By Guy Trafford
A problem shared is a problem halved, or so the saying goes and in farming some comfort is often found from talking over issues, such as drought and feed shortages with neighbours who are going through similar ordeals.
Sometimes however, sharing a problem only means that more of you are being targeted and as an industry this is not a good omen.
A recent article published in the UK’s The Guardian may be an example of the latter. From here in New Zealand as livestock farmers it feels the New Zealand farmers are the only producers who are being put under scrutiny regarding externalities and the bulk of our competitors have the security of government financial support in hard times and no mention of being held to account for greenhouse gas emissions. The Guardian article however is a warning shot that criticisms of livestock systems go well beyond New Zealand’s borders.
The article is based around a report written by the Rise Foundation and is calling on EU’s livestock farmers to halve their output by 2050. The major drive from the report is that the greenhouse gases emitted by animals are too great a cost to the environment, especially when considering the amount of land tied up in livestock system versus how many calories are produced. It goes on to state that per capita Europeans consume twice as much meat as national dietary authorities recommend and that not only would the environment benefit but human health also.
A positive for New Zealand livestock farmers, is that there are calls for the EU common agricultural policy to be reformed to ‘encourage’ farmers to move to more sustainable practices. What “sustainable practices” are in relation to existing European practices are, are not clearly laid out but the under-pinning inference is that livestock numbers need to reduce. The impact upon New Zealand farmers could go either of two ways. The first is to our advantage given New Zealand’s competitive advantage in area of sustainable agriculture. Some may debate whether we are indeed sustainable, however, when compared to Northern Hemisphere systems New Zealand stands out as having low inputs and as techniques are being adopted to minimise environmental degradation farmers are moving in a more sustainable direction.
So, if the EU does adopt a policy which does not prop up farmers with subsidies and supports, it can only bode well for New Zealand producers. Per tonne of meat exported the EU is one of the best markets for sheep meat and if a free trade agreement goes ahead may make exporting dairy products there a more likely event also. However, on the converse side if consumers agree that livestock systems everywhere are unsustainable and this moves them to consider a more plant based diet then there may be no winners within all livestock systems as demand for meat and dairy products reduce.

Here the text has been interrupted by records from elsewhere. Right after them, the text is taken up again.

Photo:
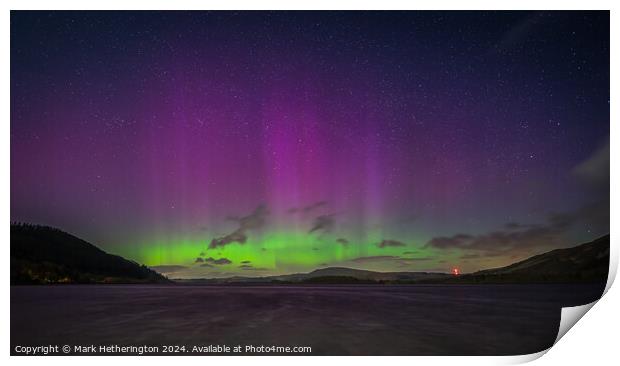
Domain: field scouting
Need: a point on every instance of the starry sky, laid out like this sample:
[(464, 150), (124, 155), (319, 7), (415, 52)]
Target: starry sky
[(210, 144)]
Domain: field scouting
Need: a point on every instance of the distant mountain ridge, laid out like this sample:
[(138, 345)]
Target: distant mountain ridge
[(44, 255), (587, 262), (583, 263)]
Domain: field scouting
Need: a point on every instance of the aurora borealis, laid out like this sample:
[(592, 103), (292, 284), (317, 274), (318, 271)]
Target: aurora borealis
[(211, 144)]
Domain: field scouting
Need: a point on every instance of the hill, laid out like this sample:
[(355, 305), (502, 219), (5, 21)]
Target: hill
[(45, 255), (587, 262)]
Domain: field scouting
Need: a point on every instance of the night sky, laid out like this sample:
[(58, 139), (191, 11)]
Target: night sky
[(211, 144)]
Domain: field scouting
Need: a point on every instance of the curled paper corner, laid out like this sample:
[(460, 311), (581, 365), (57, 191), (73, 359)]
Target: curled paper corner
[(570, 316)]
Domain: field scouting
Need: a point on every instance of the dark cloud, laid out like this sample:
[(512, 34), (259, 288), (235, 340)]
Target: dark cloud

At the moment the EU policy makers are resisting the call to put more pressure on livestock farmers and agriculture has been said to be a “taboo subject”, but the ‘noise’ is starting to increase although not yet a clamour. One of the major reasons blocks like the EU and the USA have not targeted livestock as a means to reduce GHG emissions is the likelihood that production will move to less developed nations and rainforest may be sacrificed in the bid to raise production. However, in the EU at least, as the low hanging fruit of emissions are picked off areas such as livestock emissions will increasingly come into the discussion.
A chipping away at both the lamb and mutton schedules this week, however, with contracts in place the falls are not likely to have too greater an impact in the short term for most suppliers. With most Canterbury sheep farms dodging the worst of the storm in early September, which went on to inflict serious losses in the Wairarapa and Hawkes Bay, lamb numbers from the South Island should be good for the upcoming season, especially on the back of a good previous autumn and mating period.

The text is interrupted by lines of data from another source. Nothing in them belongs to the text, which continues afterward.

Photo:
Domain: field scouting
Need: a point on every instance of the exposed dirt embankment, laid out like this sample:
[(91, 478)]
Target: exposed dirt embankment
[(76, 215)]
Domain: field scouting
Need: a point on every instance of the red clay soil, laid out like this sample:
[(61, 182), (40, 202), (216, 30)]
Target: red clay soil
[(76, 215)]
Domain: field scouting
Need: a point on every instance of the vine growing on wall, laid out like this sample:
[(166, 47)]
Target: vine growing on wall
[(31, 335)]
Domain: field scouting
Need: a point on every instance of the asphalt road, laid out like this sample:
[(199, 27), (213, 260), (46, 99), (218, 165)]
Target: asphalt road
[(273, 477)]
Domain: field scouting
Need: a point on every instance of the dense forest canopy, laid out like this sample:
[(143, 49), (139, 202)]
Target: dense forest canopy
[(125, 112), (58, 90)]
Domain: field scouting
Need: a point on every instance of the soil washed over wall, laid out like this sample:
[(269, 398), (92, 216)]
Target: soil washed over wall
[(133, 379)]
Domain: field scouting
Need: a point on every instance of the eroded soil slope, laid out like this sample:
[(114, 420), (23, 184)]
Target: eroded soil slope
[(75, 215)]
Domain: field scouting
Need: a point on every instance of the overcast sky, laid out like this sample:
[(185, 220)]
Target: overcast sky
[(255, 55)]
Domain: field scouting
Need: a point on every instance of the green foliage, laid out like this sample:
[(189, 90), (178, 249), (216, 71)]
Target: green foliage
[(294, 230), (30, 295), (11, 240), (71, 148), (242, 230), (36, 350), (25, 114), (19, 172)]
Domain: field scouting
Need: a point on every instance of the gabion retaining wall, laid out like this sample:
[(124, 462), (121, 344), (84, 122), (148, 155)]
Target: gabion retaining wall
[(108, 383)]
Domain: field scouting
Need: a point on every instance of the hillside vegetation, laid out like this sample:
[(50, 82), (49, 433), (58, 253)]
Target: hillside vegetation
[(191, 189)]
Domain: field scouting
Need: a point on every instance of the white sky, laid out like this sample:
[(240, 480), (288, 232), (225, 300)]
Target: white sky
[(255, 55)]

Prices are also likely to remain at high levels with Australia sheep farms affected by drought and the NZ$ working to exporters favour.
The first of the new seasons lamb contracts should be coming out in the next few weeks and it will be interesting to see what message the processor are going to try and convey. Will they think the domestic market is ‘too hot’ and some cooling off is required?
The latest Southerly blast put good snow on the southern ski fields and whilst power was down for many in inland Otago there haven’t been reports of any large-scale lamb loses.
Beef and Lamb NZ are predicting another good marketing year with both lamb meat and beef exports breaking the $3 bln mark at $3.1 and $3.4 bln respectively. Along with these predictions they are picking lamb numbers to be slightly down, due to reduced ewe numbers, a consequence of the high prices paid in the works for ewes and beef numbers increasing slightly on the back of the lower labour inputs required for cattle. There is a caveat of major disruption potential in the form of trade wars and the like which could undermine all forecasts.
Prices have continued lift be it at a slower rate to previous weeks. China has returned to the market and wool is another sector benefitting from the Australian drought and their fall in quality and volumes.
A small lift in prime cattle schedule which keeps prices matching what they were 12 months ago, although with a considerably weakened dollar internationally. Prices in the saleyards are holding also driven by a small supply coming forward at this time of year.
Throughout the season the South Island processors have been setting the pace for the venison market, however, this week that changed. The North Island schedule has jumped ahead with a +20c lift to $11.50, the South Island is not languishing though, with a 15cent lift from one processor to lift back up to $11.40.